Négresse esclave.
Pire encore est le vice auquel s’adonnent les grands de l’empire et qui consiste à entretenir de jeunes Nègres castrats, pris d’ordinaire parmi les enfants de leurs esclaves. Cette coutume est si généralement répandue que personne ne s’en cache, et que l’Européen ne peut que s’étonner de la liberté avec laquelle on en parle et on la met en pratique.
Les Nègres esclaves ont tous embrassé l’Islam, et doivent être alors considérés comme les sujets du sultan : ce que les Chrétiens et les Juifs ne sont pas. Dans les processions religieuses du Maroc, qui se distinguent par leur sauvagerie et leur grossièreté révoltantes, les Nègres et les Négresses jouent un grand rôle ; les meilleurs éléments parmi les Maures, si délicats et si élégants en général, n’y prennent point part.
Enfin la population chrétienne, dont le nombre est très faible et qui ne doit pas dépasser quelques milliers d’âmes, est aujourd’hui presque exclusivement renfermée dans les villes de la côte.

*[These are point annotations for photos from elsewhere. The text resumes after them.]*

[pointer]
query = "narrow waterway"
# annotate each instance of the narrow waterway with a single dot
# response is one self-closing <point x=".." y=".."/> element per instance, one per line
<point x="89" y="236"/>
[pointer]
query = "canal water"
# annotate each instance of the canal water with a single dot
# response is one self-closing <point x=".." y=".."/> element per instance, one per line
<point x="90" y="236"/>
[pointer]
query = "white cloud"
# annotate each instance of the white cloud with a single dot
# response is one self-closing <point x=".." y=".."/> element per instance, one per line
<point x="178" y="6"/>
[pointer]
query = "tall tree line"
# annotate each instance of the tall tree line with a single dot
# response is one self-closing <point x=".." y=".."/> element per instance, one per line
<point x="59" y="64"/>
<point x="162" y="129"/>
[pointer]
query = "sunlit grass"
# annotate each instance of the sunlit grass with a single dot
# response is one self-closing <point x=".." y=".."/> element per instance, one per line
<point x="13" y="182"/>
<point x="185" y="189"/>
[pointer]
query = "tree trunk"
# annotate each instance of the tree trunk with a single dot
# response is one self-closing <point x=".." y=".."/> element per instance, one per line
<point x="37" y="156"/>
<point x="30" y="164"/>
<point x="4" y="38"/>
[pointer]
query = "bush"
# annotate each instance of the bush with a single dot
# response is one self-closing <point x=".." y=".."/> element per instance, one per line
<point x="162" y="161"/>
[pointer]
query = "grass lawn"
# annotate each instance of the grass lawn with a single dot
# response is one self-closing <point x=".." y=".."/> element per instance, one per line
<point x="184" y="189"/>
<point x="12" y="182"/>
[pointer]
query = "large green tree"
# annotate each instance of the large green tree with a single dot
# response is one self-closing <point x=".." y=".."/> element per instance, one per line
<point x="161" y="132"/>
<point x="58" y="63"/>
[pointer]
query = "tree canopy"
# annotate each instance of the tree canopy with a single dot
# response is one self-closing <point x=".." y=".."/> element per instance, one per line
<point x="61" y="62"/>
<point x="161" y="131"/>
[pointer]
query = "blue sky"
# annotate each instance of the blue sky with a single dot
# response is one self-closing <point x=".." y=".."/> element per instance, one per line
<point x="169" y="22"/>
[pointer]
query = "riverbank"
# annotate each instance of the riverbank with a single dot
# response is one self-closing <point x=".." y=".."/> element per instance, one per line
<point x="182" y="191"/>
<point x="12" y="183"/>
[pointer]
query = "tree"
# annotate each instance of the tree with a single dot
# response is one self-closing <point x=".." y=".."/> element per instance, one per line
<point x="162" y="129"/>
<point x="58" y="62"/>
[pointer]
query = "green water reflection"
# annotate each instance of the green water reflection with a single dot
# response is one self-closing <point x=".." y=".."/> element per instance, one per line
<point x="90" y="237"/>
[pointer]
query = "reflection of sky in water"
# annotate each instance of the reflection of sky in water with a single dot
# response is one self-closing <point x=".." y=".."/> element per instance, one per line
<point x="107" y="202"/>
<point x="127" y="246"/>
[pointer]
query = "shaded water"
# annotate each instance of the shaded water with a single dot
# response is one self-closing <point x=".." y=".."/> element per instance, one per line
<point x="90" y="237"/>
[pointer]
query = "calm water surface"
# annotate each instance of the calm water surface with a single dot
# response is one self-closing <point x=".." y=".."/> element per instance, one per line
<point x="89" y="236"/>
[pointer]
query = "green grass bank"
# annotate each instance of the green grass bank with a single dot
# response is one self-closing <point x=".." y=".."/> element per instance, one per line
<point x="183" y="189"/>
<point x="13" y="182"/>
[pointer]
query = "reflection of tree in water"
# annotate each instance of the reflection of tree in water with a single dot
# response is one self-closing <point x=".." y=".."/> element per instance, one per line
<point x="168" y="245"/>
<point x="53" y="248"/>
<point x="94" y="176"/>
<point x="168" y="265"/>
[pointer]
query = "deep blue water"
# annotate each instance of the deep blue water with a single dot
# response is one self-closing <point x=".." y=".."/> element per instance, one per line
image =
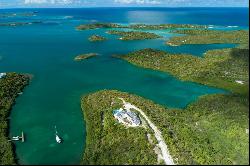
<point x="47" y="49"/>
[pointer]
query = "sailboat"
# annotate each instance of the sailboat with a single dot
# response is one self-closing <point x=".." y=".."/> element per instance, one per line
<point x="58" y="139"/>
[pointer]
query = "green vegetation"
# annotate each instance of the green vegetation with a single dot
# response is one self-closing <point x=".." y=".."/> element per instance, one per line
<point x="165" y="26"/>
<point x="25" y="14"/>
<point x="98" y="25"/>
<point x="219" y="68"/>
<point x="213" y="130"/>
<point x="138" y="26"/>
<point x="205" y="36"/>
<point x="14" y="24"/>
<point x="85" y="56"/>
<point x="134" y="35"/>
<point x="95" y="38"/>
<point x="109" y="142"/>
<point x="10" y="86"/>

Les Espagnols dominent et sont surtout nombreux à Tanger et à Tétouan ; puis viennent les Portugais ; ces deux peuples ont entre leurs mains presque tout le petit commerce et surtout les auberges.
Les Anglais, les Français, les Allemands, etc., sont uniquement fixés comme négociants dans les ports. Quelques renégats se trouvent toujours dans l’armée marocaine. Il faut encore remarquer qu’une grande partie des Espagnols vivant à Tétouan s’occupent de l’arrachage de l’écorce du chêne-liège et que l’exportation des produits de leur industrie doit être faite en contrebande, car elle est interdite. Ordinairement les Européens n’habitent pas l’intérieur du pays ; ils se contentent de visiter les grandes villes dans l’intérêt de leurs affaires ; le corps consulaire lui-même vit, comme on sait, à Tanger, fort loin de la résidence du sultan ; un ministre marocain est spécialement chargé de se mettre en relation avec lui.

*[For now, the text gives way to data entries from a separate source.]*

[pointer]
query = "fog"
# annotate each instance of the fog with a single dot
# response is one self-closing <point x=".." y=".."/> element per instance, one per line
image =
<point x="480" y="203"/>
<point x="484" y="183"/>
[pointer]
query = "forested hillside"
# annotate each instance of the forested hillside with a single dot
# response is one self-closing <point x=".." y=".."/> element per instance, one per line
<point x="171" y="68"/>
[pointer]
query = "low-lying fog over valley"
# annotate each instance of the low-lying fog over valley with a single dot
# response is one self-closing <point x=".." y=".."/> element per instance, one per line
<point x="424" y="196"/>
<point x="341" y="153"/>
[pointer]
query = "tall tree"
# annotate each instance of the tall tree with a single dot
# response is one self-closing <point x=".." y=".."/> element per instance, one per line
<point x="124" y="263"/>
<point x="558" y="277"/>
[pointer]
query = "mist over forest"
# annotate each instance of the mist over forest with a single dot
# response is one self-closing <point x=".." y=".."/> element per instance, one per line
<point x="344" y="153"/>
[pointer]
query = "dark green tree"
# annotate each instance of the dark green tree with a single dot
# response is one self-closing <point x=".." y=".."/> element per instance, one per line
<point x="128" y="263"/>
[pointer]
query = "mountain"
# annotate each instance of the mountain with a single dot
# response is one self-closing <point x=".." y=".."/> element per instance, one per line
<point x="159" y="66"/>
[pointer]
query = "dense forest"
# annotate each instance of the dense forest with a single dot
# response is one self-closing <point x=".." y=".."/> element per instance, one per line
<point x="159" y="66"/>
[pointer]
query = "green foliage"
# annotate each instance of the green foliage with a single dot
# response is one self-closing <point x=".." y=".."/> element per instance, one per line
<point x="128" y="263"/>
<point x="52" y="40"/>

La population actuelle est donc composée de ces six éléments : Berbères, Arabes, Maures, Nègres esclaves, Juifs et Chrétiens. Comme je l’ai fait remarquer, il n’existe absolument aucune donnée qui permette de déterminer le nombre des indigènes. Toutes les estimations ne reposent que sur les calculs des voyageurs ; mes voyages au Maroc m’ont convaincu que le chiffre de 8 millions pour cet empire si étendu ne serait pas trop élevé.
ÉTAT POLITIQUE DU MAROC.
La dynastie. — A la tête de l’État se trouve le sultan, de la maison des chourafa du Tafilalet. En sa qualité de représentant du Prophète (chalif), il gouverne avec une autorité absolue, qui n’est adoucie quelque peu que par les chera, c’est-à-dire par les lois du Coran. La dynastie actuelle est nommée, comme je l’ai déjà dit, dynastie des Filali ou des Hassani, parce qu’elle descend, dit-on, de Hassan, fils d’Ali, neveu et gendre du Prophète.
Le fondateur de cette dynastie fut Mouley (Maoula) Ali, nommé simplement d’ordinaire Mouley Chérif, qui vint vers 1620, de Yambo, dans l’Hedjaz, au Tafilalet avec des pèlerins maghrébins, et qui fut reconnu sans combat comme prince du pays par les habitants.